All three of these metrics are considered normal by conventional standards, but does that mean there’s no room for improvement? I like to see my patients with a mean glucose below 100 mg/dL, a glucose variability below 15 mg/dL, and, as noted above, no excursions of glucose above 140 mg/dL. After about a four-week intervention that included exercise changes and nutritional modifications, his average glucose fell to 84 mg/dL, his glucose variability to 13 mg/dL, and he had zero events exceeding 140 mg/dL. If he can maintain this way of living in the long run, it’s likely to improve his health span and reduce his risk of glucose impairment.

For many people (certainly for most of our patients and me), when you start wearing CGM, it’s 90% “insight” and 10% behavioral.

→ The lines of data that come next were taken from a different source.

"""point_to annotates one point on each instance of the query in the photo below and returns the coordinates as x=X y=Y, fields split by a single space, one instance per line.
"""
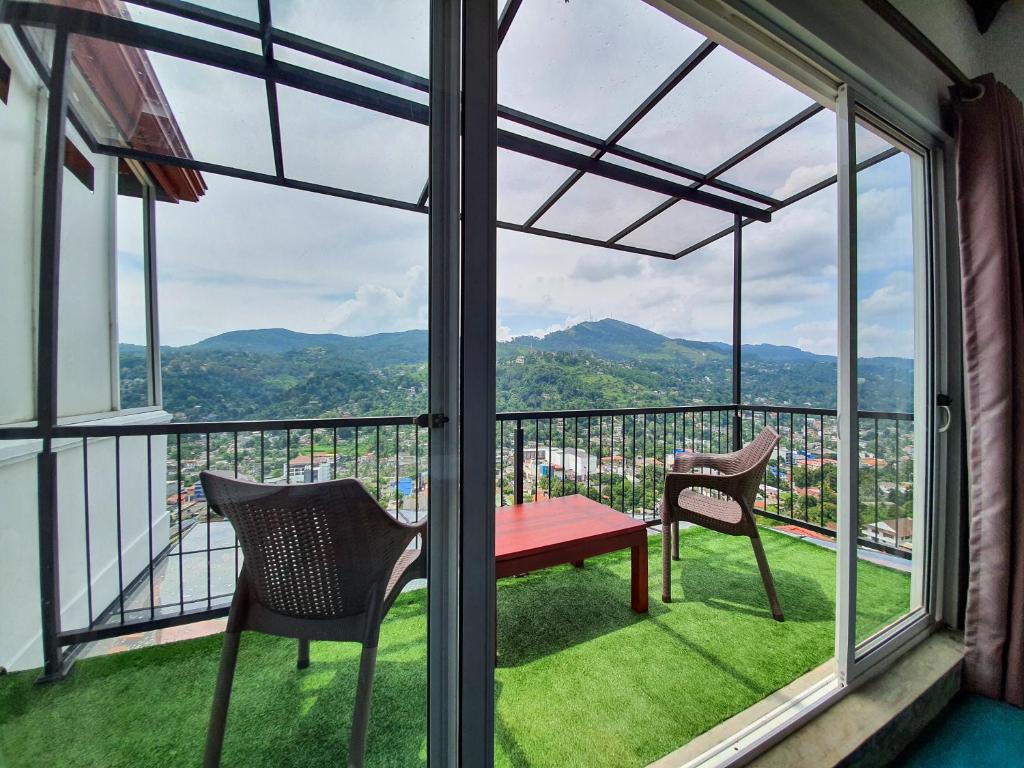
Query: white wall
x=86 y=387
x=950 y=25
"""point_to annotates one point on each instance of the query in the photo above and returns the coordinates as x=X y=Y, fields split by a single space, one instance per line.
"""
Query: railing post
x=519 y=459
x=46 y=378
x=737 y=336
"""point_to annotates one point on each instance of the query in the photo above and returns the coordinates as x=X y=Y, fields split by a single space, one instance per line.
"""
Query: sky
x=251 y=255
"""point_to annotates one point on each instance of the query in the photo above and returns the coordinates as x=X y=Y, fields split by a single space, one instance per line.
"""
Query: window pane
x=722 y=107
x=336 y=143
x=164 y=104
x=588 y=66
x=132 y=311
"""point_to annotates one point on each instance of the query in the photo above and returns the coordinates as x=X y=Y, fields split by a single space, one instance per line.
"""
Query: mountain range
x=276 y=373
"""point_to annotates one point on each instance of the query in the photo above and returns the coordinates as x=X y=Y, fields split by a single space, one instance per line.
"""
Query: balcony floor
x=582 y=680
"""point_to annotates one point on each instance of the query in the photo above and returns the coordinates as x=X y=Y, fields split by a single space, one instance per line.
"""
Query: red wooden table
x=530 y=537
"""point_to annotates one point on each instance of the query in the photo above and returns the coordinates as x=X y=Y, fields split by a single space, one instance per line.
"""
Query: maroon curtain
x=990 y=198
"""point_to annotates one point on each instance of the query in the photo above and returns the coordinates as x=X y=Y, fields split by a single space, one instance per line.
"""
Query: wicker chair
x=323 y=561
x=738 y=476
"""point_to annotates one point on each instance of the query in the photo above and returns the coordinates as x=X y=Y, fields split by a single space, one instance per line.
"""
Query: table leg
x=638 y=577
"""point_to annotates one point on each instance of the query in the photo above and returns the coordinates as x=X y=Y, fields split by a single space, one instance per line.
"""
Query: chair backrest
x=749 y=462
x=754 y=458
x=311 y=551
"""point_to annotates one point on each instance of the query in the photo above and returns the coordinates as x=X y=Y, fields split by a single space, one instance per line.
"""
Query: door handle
x=944 y=401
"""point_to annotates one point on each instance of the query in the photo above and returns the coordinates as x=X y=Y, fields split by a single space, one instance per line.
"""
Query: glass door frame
x=854 y=659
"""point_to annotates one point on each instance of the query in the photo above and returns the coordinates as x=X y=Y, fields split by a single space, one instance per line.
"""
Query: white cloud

After a few months, the situation flips. You now have a good idea of what triggers the spikes (i.e., less insight), but it becomes remarkable—in fact, it’s hands-down the best I’ve seen yet—accountability tool (i.e., more behavioral). It’s simultaneously a behavioral and analytical tool that can track and uncover strategies and tactics, saving time and money by preventing bad outcomes in the future. Instead of (or in addition to) questioning groundbreaking technology like CGM, we should do more questioning of ourselves and how we use it.

At the time, the medical authorities considered it crazy that you would measure your body using Biomarkers. That’s something that you do every year with your doctor. Now we know that’s a very medieval way of thinking, and things change month to month, if not day to day, and you cannot optimize what you don’t measure. Continuous is how it has to go because measuring yourself three or four times a year is okay, but it’s not allowing you to change your lifestyle and see what happens with immediate feedback. Of course, I’ve got my levels monitored, and I do that daily. The future has to be like that. The idea that you go to your doctor once entirely is scary and certainly seems medieval. 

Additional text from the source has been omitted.